9.2 Supporting Analysis 1: Verifying Short Term Results with Subsetted Data

In this section, we will verify the initial analysis results with the new sample/population of interest. The initial analysis used the scaled math scores of 1st-grade students to investigate the impact of class size on academic performance. The two-way ANOVA model showed that the school (schoolid) did not have a significant effect on math scores, while the class type (cmpstype) did have a significant effect.
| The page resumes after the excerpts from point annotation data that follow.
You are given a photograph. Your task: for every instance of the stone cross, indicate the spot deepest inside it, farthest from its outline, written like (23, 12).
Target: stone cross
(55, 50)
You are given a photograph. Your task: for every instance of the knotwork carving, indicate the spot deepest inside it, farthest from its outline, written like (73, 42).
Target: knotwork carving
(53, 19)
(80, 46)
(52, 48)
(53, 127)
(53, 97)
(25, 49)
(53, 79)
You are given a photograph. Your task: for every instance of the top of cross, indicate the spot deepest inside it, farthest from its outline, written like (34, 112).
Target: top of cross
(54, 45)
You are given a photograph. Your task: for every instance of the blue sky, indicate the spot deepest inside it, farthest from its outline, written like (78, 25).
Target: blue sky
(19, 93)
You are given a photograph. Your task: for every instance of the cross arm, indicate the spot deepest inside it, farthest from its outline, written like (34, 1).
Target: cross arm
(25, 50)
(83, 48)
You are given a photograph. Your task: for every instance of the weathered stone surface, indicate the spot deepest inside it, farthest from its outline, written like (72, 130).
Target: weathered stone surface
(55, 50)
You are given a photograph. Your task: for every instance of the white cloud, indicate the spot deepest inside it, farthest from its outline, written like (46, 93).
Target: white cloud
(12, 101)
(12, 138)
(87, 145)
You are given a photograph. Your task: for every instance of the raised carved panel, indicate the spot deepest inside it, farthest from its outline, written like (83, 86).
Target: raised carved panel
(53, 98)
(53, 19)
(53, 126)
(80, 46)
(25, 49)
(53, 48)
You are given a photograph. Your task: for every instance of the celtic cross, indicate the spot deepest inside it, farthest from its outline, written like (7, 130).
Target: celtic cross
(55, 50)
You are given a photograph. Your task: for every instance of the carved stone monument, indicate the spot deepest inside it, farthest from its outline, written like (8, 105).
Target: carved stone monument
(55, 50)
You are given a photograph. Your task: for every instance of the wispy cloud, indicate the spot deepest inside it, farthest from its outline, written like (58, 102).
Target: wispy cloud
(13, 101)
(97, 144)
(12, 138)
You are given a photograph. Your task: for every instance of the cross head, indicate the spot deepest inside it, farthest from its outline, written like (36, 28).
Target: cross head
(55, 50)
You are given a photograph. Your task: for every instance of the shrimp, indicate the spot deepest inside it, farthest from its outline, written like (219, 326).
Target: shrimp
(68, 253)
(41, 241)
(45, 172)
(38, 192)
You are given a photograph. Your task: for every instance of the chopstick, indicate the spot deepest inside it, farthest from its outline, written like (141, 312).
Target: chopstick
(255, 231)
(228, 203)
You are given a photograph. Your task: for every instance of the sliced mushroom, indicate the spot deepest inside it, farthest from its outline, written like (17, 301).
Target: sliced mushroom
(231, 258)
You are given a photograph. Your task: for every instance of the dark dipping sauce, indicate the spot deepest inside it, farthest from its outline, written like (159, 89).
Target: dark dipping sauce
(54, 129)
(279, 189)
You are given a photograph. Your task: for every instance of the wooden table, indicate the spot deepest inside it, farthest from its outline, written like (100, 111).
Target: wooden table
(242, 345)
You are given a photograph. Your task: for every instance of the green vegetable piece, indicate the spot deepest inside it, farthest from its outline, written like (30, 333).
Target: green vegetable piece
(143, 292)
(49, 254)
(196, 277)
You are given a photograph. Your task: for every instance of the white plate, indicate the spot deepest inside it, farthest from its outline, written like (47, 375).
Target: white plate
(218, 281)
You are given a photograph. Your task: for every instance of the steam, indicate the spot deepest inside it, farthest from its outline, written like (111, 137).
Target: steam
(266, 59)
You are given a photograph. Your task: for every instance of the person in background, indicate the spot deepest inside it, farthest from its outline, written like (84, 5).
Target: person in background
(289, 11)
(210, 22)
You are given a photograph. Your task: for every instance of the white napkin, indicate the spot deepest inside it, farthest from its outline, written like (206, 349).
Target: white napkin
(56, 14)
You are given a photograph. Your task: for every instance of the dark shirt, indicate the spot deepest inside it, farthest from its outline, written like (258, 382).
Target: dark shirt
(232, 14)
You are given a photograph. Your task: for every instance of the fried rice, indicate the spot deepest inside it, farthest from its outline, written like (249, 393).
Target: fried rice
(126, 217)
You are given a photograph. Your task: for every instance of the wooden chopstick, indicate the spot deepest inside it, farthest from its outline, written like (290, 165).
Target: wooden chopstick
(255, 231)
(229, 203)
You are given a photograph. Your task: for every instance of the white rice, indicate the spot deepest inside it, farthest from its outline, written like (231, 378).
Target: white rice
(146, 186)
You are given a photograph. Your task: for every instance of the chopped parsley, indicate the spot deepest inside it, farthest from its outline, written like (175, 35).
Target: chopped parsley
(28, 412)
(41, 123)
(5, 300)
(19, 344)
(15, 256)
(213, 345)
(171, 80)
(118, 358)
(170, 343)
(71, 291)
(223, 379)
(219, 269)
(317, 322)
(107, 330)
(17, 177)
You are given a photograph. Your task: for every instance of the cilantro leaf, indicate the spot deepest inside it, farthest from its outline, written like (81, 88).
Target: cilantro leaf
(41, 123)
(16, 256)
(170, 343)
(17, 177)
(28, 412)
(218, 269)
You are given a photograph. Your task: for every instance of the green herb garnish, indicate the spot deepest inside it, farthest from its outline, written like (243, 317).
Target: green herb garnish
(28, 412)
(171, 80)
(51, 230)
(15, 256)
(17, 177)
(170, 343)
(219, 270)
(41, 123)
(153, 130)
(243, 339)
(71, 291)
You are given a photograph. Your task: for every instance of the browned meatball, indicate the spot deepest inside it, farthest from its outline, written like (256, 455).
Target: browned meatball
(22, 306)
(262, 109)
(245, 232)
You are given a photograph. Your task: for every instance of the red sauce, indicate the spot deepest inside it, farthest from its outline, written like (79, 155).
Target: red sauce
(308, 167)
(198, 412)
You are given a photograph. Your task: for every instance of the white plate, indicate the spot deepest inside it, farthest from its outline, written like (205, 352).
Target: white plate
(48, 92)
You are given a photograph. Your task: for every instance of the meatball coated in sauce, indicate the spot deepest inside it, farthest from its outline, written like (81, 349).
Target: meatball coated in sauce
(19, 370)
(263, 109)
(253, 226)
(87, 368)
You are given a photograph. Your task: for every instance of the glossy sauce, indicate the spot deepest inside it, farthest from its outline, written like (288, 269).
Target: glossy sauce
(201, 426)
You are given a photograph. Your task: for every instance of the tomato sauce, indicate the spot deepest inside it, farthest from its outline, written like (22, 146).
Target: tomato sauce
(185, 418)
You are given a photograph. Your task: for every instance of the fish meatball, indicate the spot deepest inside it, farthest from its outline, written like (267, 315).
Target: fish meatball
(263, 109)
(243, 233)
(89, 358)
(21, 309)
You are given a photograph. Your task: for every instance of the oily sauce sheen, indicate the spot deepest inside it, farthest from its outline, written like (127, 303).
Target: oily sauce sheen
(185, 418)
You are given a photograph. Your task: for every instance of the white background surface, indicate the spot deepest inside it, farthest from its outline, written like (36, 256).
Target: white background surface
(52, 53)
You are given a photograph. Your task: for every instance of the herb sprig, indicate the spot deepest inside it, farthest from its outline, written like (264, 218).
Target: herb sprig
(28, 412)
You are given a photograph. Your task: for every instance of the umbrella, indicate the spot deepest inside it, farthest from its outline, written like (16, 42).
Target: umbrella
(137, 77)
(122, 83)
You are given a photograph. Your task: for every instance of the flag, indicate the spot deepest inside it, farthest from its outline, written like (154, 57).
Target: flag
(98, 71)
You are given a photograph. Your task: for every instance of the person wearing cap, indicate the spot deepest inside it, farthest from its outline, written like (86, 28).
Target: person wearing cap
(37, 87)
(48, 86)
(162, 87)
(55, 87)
We will replicate this analysis with the new subset of students.

# Histogram of math scaled scores for grade 1 students (original data)

math_hist_original <- ggplot(STAR_Students, aes(x = g1tmathss)) +
                          geom_histogram(binwidth = 5, fill = "skyblue", color = "black") +
                          labs(title = "Distribution of Math Scaled Scores (Grade 1)",
                               x = "Math Scaled Score",
                               y = "Frequency") +
                          theme_minimal()
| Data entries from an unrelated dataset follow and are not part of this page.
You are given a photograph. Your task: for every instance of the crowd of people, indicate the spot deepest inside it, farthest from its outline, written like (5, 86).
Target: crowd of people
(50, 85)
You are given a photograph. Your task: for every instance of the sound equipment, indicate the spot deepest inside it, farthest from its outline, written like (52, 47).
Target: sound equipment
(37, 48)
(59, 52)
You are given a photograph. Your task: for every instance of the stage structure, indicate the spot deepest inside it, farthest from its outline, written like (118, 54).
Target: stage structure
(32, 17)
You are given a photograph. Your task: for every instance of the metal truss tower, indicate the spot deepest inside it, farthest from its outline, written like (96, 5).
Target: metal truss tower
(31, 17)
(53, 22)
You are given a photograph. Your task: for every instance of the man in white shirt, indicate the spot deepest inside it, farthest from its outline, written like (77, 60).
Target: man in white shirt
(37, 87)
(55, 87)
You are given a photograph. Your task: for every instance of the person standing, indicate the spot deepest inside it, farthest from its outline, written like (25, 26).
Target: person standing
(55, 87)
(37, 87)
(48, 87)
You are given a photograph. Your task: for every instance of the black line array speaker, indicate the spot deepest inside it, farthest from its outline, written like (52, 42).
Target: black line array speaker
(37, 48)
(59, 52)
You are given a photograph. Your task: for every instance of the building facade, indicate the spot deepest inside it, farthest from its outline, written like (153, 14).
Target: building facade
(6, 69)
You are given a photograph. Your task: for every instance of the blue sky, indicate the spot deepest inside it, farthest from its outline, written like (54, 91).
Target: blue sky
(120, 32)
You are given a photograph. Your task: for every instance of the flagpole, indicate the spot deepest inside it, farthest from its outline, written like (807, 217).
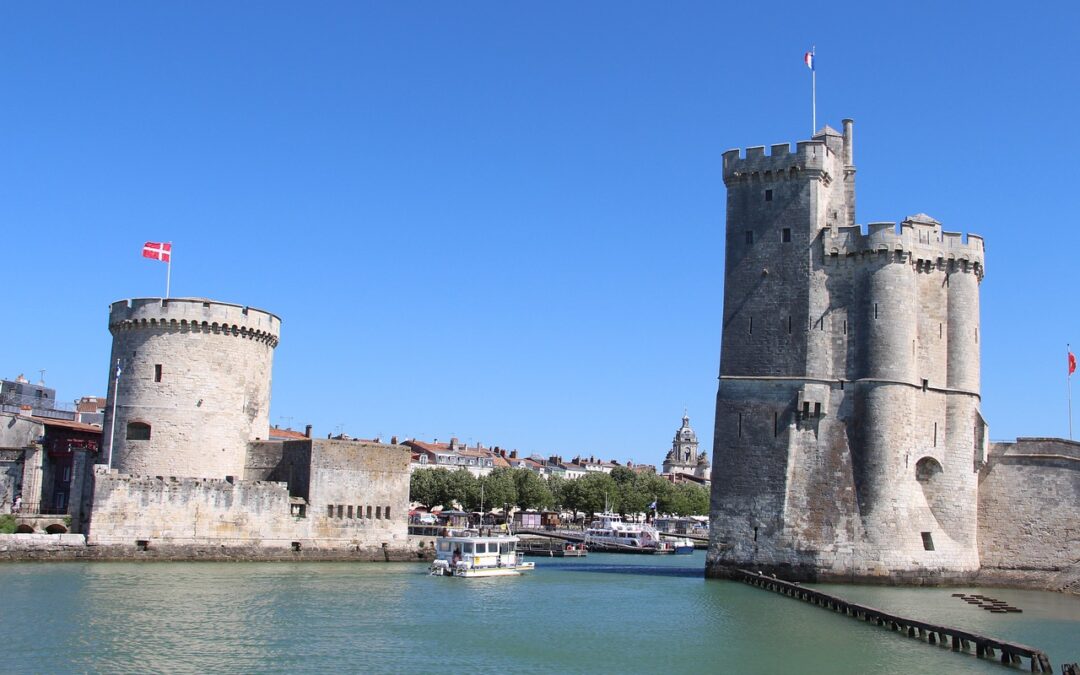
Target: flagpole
(169, 270)
(116, 395)
(813, 88)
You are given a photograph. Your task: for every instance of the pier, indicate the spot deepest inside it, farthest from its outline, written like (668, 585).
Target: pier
(981, 646)
(578, 537)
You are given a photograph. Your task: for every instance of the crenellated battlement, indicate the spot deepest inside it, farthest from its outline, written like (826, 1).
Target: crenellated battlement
(780, 163)
(919, 238)
(164, 483)
(194, 315)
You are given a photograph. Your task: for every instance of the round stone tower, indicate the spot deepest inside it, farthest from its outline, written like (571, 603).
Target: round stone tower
(193, 386)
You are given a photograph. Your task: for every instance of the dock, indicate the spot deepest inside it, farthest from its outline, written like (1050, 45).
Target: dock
(981, 646)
# Histogram of math scaled scores for grade 1 students (subsetted data)

math_hist_subset <- ggplot(subsetted_data, aes(x = g1tmathss)) +
                        geom_histogram(binwidth = 5, fill = "skyblue", color = "black") +
                        labs(title = "Distribution of Math Scaled Scores (Grade 1)",
                             x = "Math Scaled Score",
                             y = "Frequency") +
                        theme_minimal()

# Side by side boxplots of math scaled scores by class type (`g1classtype`) for original and subsetted data

math_boxplot <- ggplot(STAR_Students, aes(x = g1classtype, y = g1tmathss)) +
                    geom_boxplot(fill = "skyblue", color = "black") +
                    geom_jitter(width = 0.2, color = "navy", alpha = 0.05) +
                    labs(title = "Math Scores by Class Type (Original)",
                         x = "Class Type",
                         y = "Math Scaled Score") +
                    theme_minimal()

math_boxplot_subset <- ggplot(subsetted_data, aes(x = g1classtype, y = g1tmathss)) +
                          geom_boxplot(fill = "skyblue", color = "black") +
                          geom_jitter(width = 0.2, color = "navy", alpha = 0.5) +
                          labs(title = "Math Scores by Class Type (New)",
                               x = "Class Type",
                               y = "Math Scaled Score") +
                          theme_minimal()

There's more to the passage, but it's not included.